A inflação medida pelo IGP-DI (Índice Geral de Preços - Disponibilidade Interna) entrou em processo de desaceleração, e o índice acumulado nos últimos 12 meses deverá arrefecer nos próximos até setembro. De agosto de 2007 a julho deste ano, o IGP-DI tem alta acumulada de 14,81%, maior índice desde outubro de 2003, quando alcançara 15,77%.

Diante do quadro mais positivo, o economista da FGV (Fundação Getúlio Vargas) Salomão Quadros alertou que a queda não significa que a inflação acabou, já que alguns índices macroeconômicos, como a pressão da demanda, continuam influentes no cenário geral.

"A tendência dos IGPs, por ora, é continuar em desaceleração. Mas a situação não é confortável, os estoques estão baixos e o mercado fica mais suscetível a alterações. estamos voando em condições de tensão", afirmou.

O IGP-DI teve desaceleração em julho, registrando alta de 1,12%, ante elevação de 1,89% em junho.
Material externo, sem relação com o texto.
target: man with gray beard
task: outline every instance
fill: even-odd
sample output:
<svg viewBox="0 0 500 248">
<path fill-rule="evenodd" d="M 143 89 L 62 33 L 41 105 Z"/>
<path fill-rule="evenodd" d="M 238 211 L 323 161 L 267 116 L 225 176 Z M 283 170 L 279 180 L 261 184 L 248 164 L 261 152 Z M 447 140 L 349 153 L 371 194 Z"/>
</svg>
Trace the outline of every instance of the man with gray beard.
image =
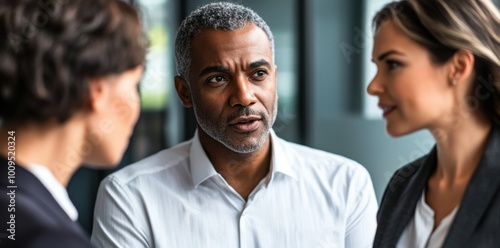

No ano, o índice acumula alta de 8,35% . Os dados foram divulgados nesta quarta-feira pela FGV.

O resultado teve influência decisiva dos preços no atacado, que pelo IPA (Índice de Preços por Atacado) subiu 1,28%, contra 2,29% em junho. A desaceleração foi generalizada e indiscutível, avaliou Quadros. Os alimentos desaceleraram para 0,28%, depois de alta de 2,66% no mês anterior. O destaque ficou por conta dos produtos in natura, que caíram 2,54%, depois de crescerem 5,64% em junho. O feijão teve redução de 7,57%, depois de alta de 23,82% no mês anterior, e a batata-inglesa variou de 3,60% para -8,11% em julho.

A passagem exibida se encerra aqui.